LINCOLN, Neb. (DTN) -- EPA finalized biological evaluations for three common neonicotinoid insecticides on Thursday. The agency ruled that clothianidin, imidacloprid and thiamethoxam were "likely to adversely affect" thousands of endangered species and critical habitats.

"Because of these findings, EPA has initiated formal consultation with the U.S. Fish and Wildlife Service and the National Marine Fisheries Service," EPA said in a news release.

"EPA will be working with the services throughout the consultation process to clarify how the effects determinations included in the final BEs (biological evaluations) and comments received on the draft BEs can best inform the services' biological opinions."

These findings could result in additional changes to the labels of the three neonicotinoid insecticides, following the consultation with USFWS and National Marine Fisheries Service. Note that these findings don't guarantee that label or use changes need to be made to protect those species or habitats.

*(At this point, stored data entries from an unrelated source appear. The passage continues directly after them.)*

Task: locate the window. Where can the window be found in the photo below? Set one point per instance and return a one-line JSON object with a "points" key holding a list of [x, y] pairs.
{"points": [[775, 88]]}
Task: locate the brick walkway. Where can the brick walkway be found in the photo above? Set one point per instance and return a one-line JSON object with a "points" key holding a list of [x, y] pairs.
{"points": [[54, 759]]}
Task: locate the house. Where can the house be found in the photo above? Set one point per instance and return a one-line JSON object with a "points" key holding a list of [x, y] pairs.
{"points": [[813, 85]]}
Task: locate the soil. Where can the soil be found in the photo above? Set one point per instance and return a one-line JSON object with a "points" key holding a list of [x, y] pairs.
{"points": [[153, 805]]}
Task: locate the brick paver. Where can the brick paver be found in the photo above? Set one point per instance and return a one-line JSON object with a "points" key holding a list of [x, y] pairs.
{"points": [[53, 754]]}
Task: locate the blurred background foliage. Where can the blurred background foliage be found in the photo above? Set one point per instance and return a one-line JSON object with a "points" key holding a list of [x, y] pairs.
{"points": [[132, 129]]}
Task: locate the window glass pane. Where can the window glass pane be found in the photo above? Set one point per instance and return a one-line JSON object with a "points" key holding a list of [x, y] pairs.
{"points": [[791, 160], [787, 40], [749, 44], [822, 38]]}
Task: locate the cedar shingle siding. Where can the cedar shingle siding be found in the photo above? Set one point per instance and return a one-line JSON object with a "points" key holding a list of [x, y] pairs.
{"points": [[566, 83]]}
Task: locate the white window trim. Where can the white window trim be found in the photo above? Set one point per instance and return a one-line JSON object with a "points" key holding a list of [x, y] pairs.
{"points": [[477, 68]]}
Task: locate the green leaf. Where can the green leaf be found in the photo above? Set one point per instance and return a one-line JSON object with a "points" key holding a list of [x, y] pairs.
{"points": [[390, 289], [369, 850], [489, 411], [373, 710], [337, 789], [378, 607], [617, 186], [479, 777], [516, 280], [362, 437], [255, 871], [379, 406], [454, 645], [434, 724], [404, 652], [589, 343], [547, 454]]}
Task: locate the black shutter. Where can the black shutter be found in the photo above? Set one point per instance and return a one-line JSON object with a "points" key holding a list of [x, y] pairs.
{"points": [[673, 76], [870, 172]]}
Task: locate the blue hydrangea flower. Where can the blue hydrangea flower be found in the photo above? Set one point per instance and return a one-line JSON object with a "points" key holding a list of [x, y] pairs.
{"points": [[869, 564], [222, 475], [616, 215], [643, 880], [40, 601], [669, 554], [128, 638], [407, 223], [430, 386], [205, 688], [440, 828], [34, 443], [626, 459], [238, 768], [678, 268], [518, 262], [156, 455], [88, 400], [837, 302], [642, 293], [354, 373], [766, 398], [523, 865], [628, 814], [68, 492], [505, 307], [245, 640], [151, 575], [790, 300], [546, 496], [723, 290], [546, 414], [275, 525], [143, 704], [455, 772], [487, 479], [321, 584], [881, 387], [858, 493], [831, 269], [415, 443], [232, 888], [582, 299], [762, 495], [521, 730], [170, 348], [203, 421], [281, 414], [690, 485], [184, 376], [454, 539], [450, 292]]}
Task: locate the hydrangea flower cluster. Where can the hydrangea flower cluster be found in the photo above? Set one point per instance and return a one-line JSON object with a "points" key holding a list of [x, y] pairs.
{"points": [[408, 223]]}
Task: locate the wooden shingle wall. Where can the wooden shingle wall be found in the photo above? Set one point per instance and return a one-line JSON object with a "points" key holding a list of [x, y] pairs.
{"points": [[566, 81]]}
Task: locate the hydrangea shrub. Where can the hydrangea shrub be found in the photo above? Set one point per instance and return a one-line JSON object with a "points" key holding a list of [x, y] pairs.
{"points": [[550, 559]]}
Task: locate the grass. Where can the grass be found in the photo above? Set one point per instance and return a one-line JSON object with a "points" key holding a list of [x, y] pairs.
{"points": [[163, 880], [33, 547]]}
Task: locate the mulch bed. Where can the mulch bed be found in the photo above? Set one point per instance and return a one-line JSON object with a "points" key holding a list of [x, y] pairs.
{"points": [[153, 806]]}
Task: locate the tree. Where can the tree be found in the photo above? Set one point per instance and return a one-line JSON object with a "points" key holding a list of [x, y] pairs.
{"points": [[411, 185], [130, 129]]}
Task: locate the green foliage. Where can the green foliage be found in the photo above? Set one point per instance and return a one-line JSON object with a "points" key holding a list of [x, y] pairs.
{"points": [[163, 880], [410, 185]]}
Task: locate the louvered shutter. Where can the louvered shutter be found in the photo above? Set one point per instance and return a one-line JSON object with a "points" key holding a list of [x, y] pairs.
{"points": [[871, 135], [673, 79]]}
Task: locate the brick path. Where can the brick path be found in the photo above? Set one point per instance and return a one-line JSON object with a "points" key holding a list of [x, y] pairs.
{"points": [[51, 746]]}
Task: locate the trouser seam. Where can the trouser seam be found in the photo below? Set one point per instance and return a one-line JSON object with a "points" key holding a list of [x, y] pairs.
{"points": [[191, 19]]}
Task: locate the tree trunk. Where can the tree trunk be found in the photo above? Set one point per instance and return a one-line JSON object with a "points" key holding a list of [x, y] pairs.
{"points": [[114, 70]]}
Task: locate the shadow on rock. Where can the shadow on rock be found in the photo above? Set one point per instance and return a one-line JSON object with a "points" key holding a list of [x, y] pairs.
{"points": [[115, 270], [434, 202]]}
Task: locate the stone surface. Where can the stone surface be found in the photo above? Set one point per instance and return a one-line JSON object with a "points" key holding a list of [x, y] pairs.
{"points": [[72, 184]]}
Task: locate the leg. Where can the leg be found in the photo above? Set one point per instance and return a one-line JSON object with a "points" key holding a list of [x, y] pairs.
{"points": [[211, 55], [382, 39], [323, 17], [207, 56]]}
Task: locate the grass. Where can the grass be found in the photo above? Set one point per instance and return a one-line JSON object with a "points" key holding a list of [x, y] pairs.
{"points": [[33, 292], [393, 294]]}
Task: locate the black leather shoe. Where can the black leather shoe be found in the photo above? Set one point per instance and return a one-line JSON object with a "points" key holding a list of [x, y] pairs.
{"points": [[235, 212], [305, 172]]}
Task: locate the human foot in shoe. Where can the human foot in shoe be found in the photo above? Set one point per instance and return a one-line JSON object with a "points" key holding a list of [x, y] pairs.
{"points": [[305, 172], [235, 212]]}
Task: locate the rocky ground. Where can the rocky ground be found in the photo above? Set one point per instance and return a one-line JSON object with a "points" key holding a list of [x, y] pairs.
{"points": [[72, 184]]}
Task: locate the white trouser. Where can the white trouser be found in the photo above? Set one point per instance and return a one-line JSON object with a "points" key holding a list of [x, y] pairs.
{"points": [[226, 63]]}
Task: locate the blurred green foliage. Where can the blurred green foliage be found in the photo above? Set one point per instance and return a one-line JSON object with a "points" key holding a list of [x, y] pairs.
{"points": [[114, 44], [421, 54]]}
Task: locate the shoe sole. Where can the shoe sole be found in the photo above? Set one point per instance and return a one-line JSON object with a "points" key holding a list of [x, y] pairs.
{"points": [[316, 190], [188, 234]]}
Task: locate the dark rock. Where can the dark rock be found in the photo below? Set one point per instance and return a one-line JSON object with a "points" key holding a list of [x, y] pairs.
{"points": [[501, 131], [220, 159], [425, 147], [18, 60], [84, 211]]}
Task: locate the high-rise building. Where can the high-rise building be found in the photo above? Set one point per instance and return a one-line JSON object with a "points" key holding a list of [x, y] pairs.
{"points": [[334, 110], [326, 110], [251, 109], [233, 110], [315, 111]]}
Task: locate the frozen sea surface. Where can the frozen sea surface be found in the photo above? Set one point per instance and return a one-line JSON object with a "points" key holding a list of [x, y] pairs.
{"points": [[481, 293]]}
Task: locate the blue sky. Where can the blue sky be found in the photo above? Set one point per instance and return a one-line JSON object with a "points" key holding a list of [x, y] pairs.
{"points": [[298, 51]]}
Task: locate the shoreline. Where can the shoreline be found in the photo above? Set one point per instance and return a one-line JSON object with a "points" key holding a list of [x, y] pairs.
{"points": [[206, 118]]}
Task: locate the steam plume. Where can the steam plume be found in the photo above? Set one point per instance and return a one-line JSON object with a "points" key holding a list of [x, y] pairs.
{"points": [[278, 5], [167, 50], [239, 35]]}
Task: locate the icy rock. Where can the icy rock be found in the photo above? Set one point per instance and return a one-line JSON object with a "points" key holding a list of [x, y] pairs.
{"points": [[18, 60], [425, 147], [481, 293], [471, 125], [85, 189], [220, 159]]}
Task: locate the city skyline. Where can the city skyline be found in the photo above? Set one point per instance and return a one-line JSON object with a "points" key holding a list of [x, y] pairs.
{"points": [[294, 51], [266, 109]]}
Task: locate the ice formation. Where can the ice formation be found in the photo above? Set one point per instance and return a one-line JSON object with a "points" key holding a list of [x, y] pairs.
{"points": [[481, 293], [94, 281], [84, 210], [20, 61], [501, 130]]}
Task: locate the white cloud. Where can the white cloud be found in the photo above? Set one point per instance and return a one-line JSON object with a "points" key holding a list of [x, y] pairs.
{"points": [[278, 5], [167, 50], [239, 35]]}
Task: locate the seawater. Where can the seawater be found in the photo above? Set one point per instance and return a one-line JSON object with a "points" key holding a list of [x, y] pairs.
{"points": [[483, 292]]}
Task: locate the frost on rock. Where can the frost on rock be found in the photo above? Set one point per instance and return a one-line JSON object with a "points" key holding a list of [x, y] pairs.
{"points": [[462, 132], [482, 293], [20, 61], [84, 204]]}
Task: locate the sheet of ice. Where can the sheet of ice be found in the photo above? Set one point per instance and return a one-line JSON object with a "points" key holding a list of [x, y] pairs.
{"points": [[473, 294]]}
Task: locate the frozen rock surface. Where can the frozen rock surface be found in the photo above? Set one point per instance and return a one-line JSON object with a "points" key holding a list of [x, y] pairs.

During that consultation, EPA said, the USFWS will develop biological opinions to include their official determinations of whether a pesticide is "likely to jeopardize each relevant listed species or adversely modify its critical habitat, and include any additional mitigation measures the services develop in coordination with EPA and stakeholders."

EPA said it would then implement any "necessary mitigation measures" to protect listed species, in collaboration with pesticide registrants.

EPA released a draft opinion in August 2021 announcing it at reached the conclusion finalized this week.

The products in question are imidacloprid (such as in Gaucho, from Bayer), clothianidin (such as in Poncho, from BASF) and thiamethoxam (such as in Cruiser, from Syngenta). These insecticides are also available from other companies.

All three are common ingredients in corn, soybean, wheat or cottonseed treatments, among other agricultural uses. EPA had granted interim registration decisions for all three back in January 2020, but those registrations are not finalized until the agency has wrapped up these biological evaluations and decided if additional safety measures are required for their use.

EPA's August 2021 findings did not change in Thursday's announcement.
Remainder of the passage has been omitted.